The stock market is getting volatile. The coronavirus crash burned countless investors, and many analysts think more pain is on the way. If you want to sleep easy every night, there’s a clear solution.
The trick is to find a company that runs a recession-proof business model. Many companies claim to be insulated from economic volatility, but when a true test comes, they fail.
But there’s one company that operates a proven business that can grow regardless of what happens with the stock market overall. No matter where the economy heads, Waste Connections Inc (TSX:WCN) investors never need to worry.
Safeguard your portfolio
One thing is for certain: the world is producing more trash. Rising populations and consumption create reliable tailwinds for companies that dispose of this trash. Waste Connection is one of the biggest players in this steady industry.
Just take a look at Waste Connections stock price and you’ll immediately understand how rock-solid this company is. Shares rarely go negative. The company has a beta of just 0.74. Beta is a measure of how volatile a stock is. Waste Connection’s beta implies that it’s 26% less volatile than the overall market.
But lower volatility doesn’t necessarily mean lower returns. Since 2009, WCN shares have returned 630% compared to a 36% rise for the S&P/TSX Composite Index.

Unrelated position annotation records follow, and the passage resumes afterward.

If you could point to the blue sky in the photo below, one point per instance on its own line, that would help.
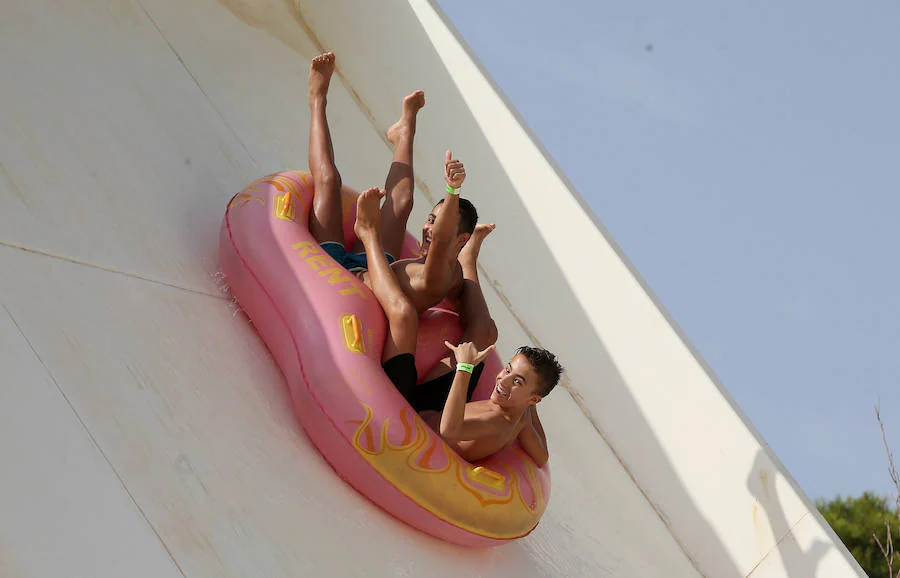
(745, 155)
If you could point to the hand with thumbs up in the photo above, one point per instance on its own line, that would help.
(454, 171)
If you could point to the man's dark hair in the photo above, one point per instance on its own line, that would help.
(545, 365)
(468, 216)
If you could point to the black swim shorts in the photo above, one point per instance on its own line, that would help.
(401, 369)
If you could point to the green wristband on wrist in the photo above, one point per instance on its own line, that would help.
(467, 367)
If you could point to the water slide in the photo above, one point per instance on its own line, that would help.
(146, 431)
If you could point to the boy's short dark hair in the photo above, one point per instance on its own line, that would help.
(545, 365)
(468, 216)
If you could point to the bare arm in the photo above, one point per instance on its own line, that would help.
(532, 438)
(445, 226)
(453, 423)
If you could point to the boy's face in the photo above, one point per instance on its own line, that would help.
(428, 228)
(516, 383)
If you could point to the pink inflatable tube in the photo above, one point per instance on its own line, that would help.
(326, 331)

If you want to safeguard your portfolio but don’t feel comfortable exiting the market entirely, Waste Connections should top your list.
This stock is special
Last week, we received yet another data point that proves Waste Connections is the perfect place to ride out the market storm. The company reported first quarter earnings and crushed analyst expectations.
Revenue totalled $1.35 billion, up 8.7% year-over-over — $18 million higher than analysts predicted. EPS came in at $0.65, two cents above expectations.
But the most exciting data points lied deeper in the financial statements. The company posted 5.2% growth in pricing plus volumes, meaning that despite the advent of the coronavirus pandemic, its customer base produced more trash and paid more to have it taken away. This is the quintessential recession-proof stock.
The best news regarded cash flow. “In spite of the resulting significant slowdown in economic activity and impact to revenue, we exceeded our first quarter outlook for adjusted EBITDA and delivered adjusted free cash flow of $235.7 million or 17.4% of revenue and 57.7% of adjusted EBITDA,” highlighted CEO Worthing Jackman.
Why is cash flow so important? Waste Connection will be able to use it to acquire competitors at a discount.
Trash collection is a game of scale. The biggest usually win. That’s because upfront costs are high, but once they’re established, it costs little to expand. For example, if Waste Connections already sends a truck to your neighborhood, it costs fairly little to service nearby homes.
As one of the largest players, Waste Connection has the capital to acquire its smaller competition. It’s done this repeatedly over the years. The coronavirus pandemic should allow it to make these acquisitions at a discount, turning short-term pain into long-term gain.
Despite countless claims, there aren’t many stocks that you can buy and never worry about. Waste Connections is the exception to the rule.